The 17% CPU frequency improvement associated with the cache size improvement provides additional benefits; with the combined performance improvement ranging from 0% to 156%, a median improvement of 11.5%, and an improvement in the geometric mean of 22.5%.

In this case, the assumed cost of the chips is the same as the reference system, so the performance/price shows the same ratios as the raw performance.

Add CPU Cores

Adding cores improves the throughput across a broad range of workloads, at the cost of a modest (17%) reduction in frequency in order to meet power/cooling restrictions. Here we assume that the 50% area reduction allows us to include two CPU cores, each with the same 1 MB L2 cache as the reference chip and at the same cost. When running a single process, the performance varies from 15% slower than the reference platform to 0% slower, with median and geometric mean changes of -10% to -11%.

If we can use the second core to run a second copy of the code, the throughput of the system increases from a minimum of 0% to a maximum of 54%, with median and geometric mean speedups of 29% to 32%.

In this case the assumed cost of the chips is the same as in the reference system, so the performance/price shows the same ratios as the raw performance.

The three examples above provided a disturbingly large number of independent performance and performance/price metrics – 70 relative values. Reducing the 14 performance values per benchmark to three (minimum, geometric mean, maximum) still leaves us with nine performance values and 12 performance/price values (of which nine are identical to the performance values). Combining these into a metric that can be used to make rational design decisions is not a trivial task.
Each of the three options has significant benefits and significant disadvantages:

It is relatively straightforward to find customers for whom any of the six Major Benefits or Major Drawbacks constitutes critical decision factors. It is much more complex to determine how to take that information, generalize it, and use it in support of the company's business model.

Engineering decisions must, of course, support the business model of the company making the investments. Even the seemingly simple goal of "making money" becomes quite fuzzy on detailed inspection. Business models can be designed to optimize near-term revenue, near-term profit, long-term revenue, long-term profit, market "buzz" and/or "goodwill", or they can be designed to attain specific goals of market share percentage or to maximize financial pressure on a competitor. Real business models are a complex combination of these goals, and unfortunately for the "purity" of the engineering optimization process, different business goals can change the relative importance of the various performance and performance/price metrics.

In each of these scenarios the performance changes depend on the ratio of memory performance to CPU performance on the baseline system. As the amount of available bandwidth increases, the benefits of larger caches decrease and the benefit of having more CPU cores increases.

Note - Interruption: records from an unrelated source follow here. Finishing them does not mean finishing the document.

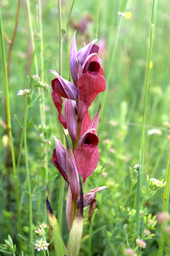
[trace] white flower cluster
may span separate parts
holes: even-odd
[[[158,135],[159,136],[161,136],[162,134],[162,132],[158,129],[151,129],[148,131],[148,135],[157,134],[157,135]]]
[[[34,249],[37,249],[38,252],[39,252],[40,250],[47,250],[47,247],[49,245],[49,243],[47,243],[45,240],[43,241],[42,238],[41,238],[40,240],[37,240],[36,242],[37,243],[35,244]]]
[[[29,94],[30,92],[29,89],[24,89],[24,91],[23,90],[20,90],[17,93],[17,95],[19,96],[22,95],[27,95],[27,94]]]
[[[43,228],[42,228],[41,229],[38,228],[37,230],[35,230],[35,232],[38,234],[39,236],[44,236],[46,234],[46,232]]]
[[[160,181],[159,180],[157,180],[154,178],[152,178],[150,179],[150,186],[155,186],[156,188],[159,187],[160,186],[163,184],[163,182],[162,181]]]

Conversely, relatively low memory bandwidth makes large caches critical but significantly reduces the throughput improvements obtainable with additional CPU cores.

For the more cache-friendly SPECint_rate2000 benchmark, results on the IBM e326 servers running at 2.2 GHz show that doubling the number of cores per chip at the same frequency results in a throughput improvement of 65% to 100% on SPECint_rate2000 (geometric mean improvement = 95%).⁹

Like performance, power is more multidimensional than one might initially assume. In the context of high-performance microprocessor-based systems, the "power problem" might mean any of:

• Bulk current delivery to the chip through a large number of very tiny pins/pads. (Note that as voltages go down, currents go up and resistive heating in the pins/pads increases even at the same bulk power level.)
• Bulk heat removal to prevent die temperature from exceeding threshold values associated with significantly shortened product lifetime.
• "Hot Spot" power density in small areas of the chip that can cause localized failures. (Note that halving the size of the processor core on the die while increasing frequency to maintain the same bulk power envelope causes a doubling of power density within the core.)
• Bulk power deliver to the facility housing the service – including cost of electricity plus the cost of electrical upgrades.
• Bulk heat removal from the facility housing the servers – including the cost of electricity plus the cost of site cooling system upgrades.
• Bulk heat removal from the processor chips that preheats air flowing over other thermally sensitive components (memory, disk drives, etc.).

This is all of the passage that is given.